Yeah, I just want to reiterate what the Dwarves are. We've fucked more groupies than the whole pansy ass Warped Tour put together. New bands don't know how to party, just whine to their managers about the deli tray and act like they care about the kids. We sodomize teenagers and dose them with Rohypnol, we beat other bands senseless and steal their gear, we terrorize promoters and rip off the box office. We kick the shit out of label owners and rape booking agents. We are rock 'n' roll, everything else is just a a pale, tired imitation. How's that?

Great!

Also, look out for the Cool Millions. That's the new shit I'm doing. Got some stuff on a Ramones comp in Sweden, and now we're coming out on I guess an AC/DC comp - we do "Big Balls." We do a really cool version.

Cool Millions - is that a new band or is that the thing you're doing by yourself or...

Well no, I don't do anything by myself. It's just some new guys I'm playing with. New name, new band.

So can I - are any of those out now? The...

Only in Sweden, the Swedish Ramones comp - The Song Ramones The Same.

Oh! I've seen that! I need to get that! I have -- this is kinda pathetic too - I have, I think, every single other Ramones tribute album made. There's like 15 of them. Alright! I didn't know you were on that. That's awesome! I looked at it and it was like a bunch of bands I'd never heard of.

Yeah, you should get it!

OK, I'll go on ebay right now! Alright, well thank you so much for all this - I'll write this up somehow and then I'll send it over to you so you can change anything you want. Then I'll shoot it off to whoever.

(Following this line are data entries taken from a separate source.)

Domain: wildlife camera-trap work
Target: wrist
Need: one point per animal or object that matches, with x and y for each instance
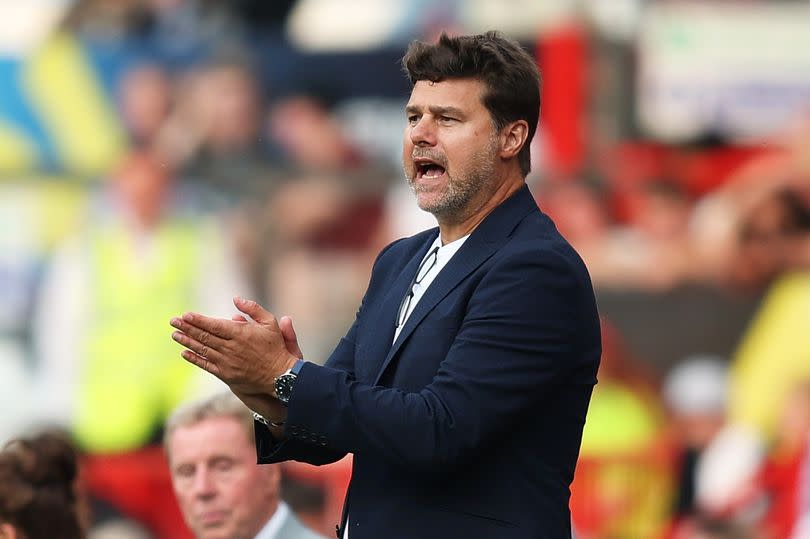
(285, 383)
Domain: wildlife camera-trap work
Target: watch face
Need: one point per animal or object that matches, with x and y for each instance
(284, 385)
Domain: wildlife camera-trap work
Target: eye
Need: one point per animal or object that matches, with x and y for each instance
(185, 470)
(223, 464)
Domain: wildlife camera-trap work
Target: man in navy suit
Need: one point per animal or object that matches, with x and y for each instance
(463, 384)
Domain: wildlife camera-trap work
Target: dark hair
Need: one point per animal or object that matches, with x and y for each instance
(509, 72)
(37, 487)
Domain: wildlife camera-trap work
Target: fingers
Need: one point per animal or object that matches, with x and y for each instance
(254, 310)
(290, 338)
(199, 335)
(219, 327)
(198, 354)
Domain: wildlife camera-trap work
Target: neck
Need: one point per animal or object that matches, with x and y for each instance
(453, 228)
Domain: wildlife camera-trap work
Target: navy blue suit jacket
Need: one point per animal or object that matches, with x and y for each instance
(469, 425)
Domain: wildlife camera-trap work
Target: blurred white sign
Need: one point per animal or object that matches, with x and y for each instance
(741, 70)
(25, 23)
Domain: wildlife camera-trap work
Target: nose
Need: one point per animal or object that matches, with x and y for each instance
(422, 132)
(204, 486)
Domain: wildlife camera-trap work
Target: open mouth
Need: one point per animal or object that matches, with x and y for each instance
(428, 170)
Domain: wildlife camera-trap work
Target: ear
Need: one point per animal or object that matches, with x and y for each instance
(513, 136)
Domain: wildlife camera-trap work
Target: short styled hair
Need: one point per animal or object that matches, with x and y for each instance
(38, 495)
(509, 73)
(215, 406)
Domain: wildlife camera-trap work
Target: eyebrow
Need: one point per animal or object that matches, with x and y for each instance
(436, 110)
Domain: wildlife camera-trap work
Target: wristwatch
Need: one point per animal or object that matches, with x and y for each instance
(284, 383)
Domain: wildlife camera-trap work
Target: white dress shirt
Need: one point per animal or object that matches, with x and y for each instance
(443, 256)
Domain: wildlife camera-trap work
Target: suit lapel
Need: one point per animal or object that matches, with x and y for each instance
(380, 344)
(485, 241)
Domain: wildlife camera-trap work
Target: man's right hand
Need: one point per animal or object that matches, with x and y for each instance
(266, 405)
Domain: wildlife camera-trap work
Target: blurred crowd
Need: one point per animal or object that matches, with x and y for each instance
(198, 154)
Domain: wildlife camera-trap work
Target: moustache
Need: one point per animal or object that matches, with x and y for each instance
(436, 157)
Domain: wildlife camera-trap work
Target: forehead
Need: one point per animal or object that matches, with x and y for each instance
(219, 435)
(465, 94)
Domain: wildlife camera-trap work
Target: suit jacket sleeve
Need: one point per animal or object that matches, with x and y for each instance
(518, 339)
(270, 450)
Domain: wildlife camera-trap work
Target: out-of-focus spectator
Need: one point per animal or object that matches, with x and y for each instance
(144, 102)
(222, 492)
(651, 251)
(214, 133)
(39, 495)
(715, 528)
(776, 348)
(310, 137)
(778, 483)
(622, 480)
(98, 319)
(725, 472)
(695, 392)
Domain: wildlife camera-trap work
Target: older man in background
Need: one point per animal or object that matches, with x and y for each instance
(222, 492)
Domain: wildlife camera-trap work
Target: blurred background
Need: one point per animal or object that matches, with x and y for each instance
(158, 156)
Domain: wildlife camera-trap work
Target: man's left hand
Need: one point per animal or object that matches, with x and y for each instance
(246, 355)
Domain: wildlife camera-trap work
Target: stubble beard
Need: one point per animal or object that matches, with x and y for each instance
(453, 205)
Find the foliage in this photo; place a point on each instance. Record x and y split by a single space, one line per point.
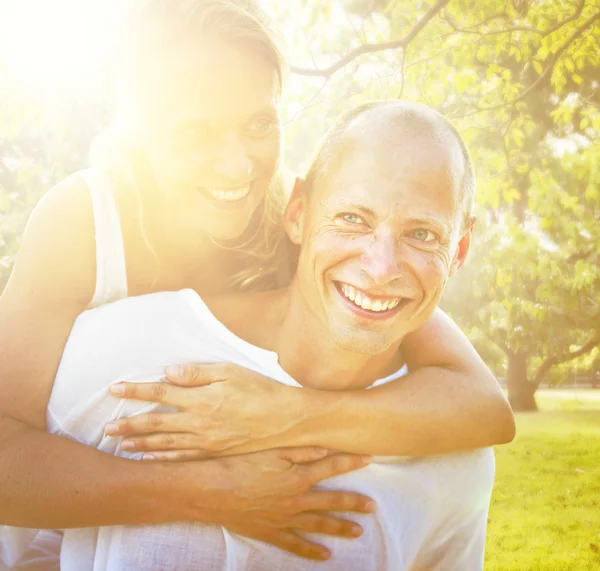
521 81
520 78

Go ahead and plug our web site. (note: www.thedwarves.com - it IS a great site! Very funny.)

OK! Alright, bye.

My telephone: (click!)

So there you have it! My telephone discussion with Bugs Diarrhea.

HA! BUGS FUCKIN' DIARRHEA!!!! NO WONDER I HAVE MY OWN TALK SHOW WITH WIT SO MAJESTIC!

Reader Comments

CMyers@winston.com (Curt Myers)
That Cool Millions remake of the Ramones song blows. It sounds like an outtake of Come Clean. There is a terrific banjo run or Steel Guitar at the end of it which is cool.

Buzzbomb14510@aol.com
I thought I was the biggest dwarves fan--but you actually got to talk to Mr. Blag on the phone??? Holy shit, way to go man. I just emailed the dwarves and Im trying to convince them to play a show in the midwest (specifically, Dubuque, Iowa). So if you still keep in close contact with Blag tell him he needs to come here!!!

Again, way to go. Im so jealous of you I could kill somebody---Blag is my idol.